When Louise Fishman began going through her mother’s homes, she was prepared to discover a lot of art. At 96, Gertrude Fisher-Fishman stopped working only two-and-a-half years ago, and as a child, Fishman remembers her painting every day in their West Oak Lane home. Even so, she was impressed by what she discovered. “I picked up piles of drawings and watercolors and prints and put them in my suitcase and just took them home,” says Fishman. “There was wonderful work filling two apartments, and I thought, these paintings are important — I don’t want to just put them in storage.”
Fishman — an accomplished abstract artist herself who now lives and works in New York City — began looking for a venue to host an exhibit of her mother’s work.
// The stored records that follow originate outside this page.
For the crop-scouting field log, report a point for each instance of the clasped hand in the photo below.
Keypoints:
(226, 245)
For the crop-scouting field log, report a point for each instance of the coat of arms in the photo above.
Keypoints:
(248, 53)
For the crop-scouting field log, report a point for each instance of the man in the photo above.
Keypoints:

She found the perfect match at Woodmere Art Museum, a converted Chestnut Hill mansion with an interest in the work of Philadelphia natives, and of women in particular.
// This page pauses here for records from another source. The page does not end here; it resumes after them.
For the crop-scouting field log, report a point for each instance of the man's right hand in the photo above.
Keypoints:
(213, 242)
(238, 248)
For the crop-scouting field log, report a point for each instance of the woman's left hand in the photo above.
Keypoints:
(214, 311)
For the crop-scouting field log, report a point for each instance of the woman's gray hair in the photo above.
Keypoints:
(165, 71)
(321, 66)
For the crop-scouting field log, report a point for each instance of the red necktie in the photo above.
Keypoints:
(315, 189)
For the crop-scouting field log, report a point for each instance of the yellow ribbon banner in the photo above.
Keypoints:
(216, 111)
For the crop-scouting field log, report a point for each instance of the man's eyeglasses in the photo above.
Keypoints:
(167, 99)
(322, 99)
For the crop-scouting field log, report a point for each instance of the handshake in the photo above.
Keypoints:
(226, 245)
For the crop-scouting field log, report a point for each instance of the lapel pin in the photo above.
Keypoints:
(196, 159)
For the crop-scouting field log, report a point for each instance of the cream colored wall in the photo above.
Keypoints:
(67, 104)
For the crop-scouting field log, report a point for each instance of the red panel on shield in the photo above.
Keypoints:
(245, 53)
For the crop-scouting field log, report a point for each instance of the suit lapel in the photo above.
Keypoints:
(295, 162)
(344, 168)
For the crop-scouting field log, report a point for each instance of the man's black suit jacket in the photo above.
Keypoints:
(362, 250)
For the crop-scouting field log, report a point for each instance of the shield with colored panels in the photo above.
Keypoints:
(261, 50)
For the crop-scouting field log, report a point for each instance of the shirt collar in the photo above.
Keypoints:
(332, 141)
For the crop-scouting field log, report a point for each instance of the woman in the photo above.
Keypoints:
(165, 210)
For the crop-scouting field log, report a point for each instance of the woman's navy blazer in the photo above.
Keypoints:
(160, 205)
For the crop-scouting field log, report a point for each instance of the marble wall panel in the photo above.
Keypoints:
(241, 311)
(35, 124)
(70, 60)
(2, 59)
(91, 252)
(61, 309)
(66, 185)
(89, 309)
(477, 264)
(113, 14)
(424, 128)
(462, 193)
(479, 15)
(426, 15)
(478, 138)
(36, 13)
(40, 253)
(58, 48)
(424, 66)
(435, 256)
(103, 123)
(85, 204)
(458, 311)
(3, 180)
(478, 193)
Opening this weekend, “Generations” has become not just an overdue retrospective of Fisher-Fishman’s work, but a portrait of a family, as well: The exhibit also includes paintings by Fishman and her aunt, Razel Kapustin, who acted as her mentor during her days at Tyler School of Art. “I remember walking up her stairs at an apartment at Ninth and Pine — her paintings were all stacked out in the hallway, her house was all Persian rugs,” says Fishman. “She had a Siamese cat that scared me; there were books all over and it smelled of paint. It always smelled of paint, and I was, of course, very interested in her.”
Art schooled
Louise Fishman has work in museums across the country, as well as two shows currently running in New York. She didn’t, however, always plan on entering the family business. “I didn’t have any interest in being a painter. But I think that this happens to people — they’re set up to be a painter, but aren’t aware of it,” she says. “Aside from wanting to be a basketball player, an impossibility in 1956, I signed up for the teacher’s college at Temple, which I really had no interest in. But then I met someone who was going to art school, and I was very interested in him — in what he was carrying, in how he was dressed, in what he was saying.”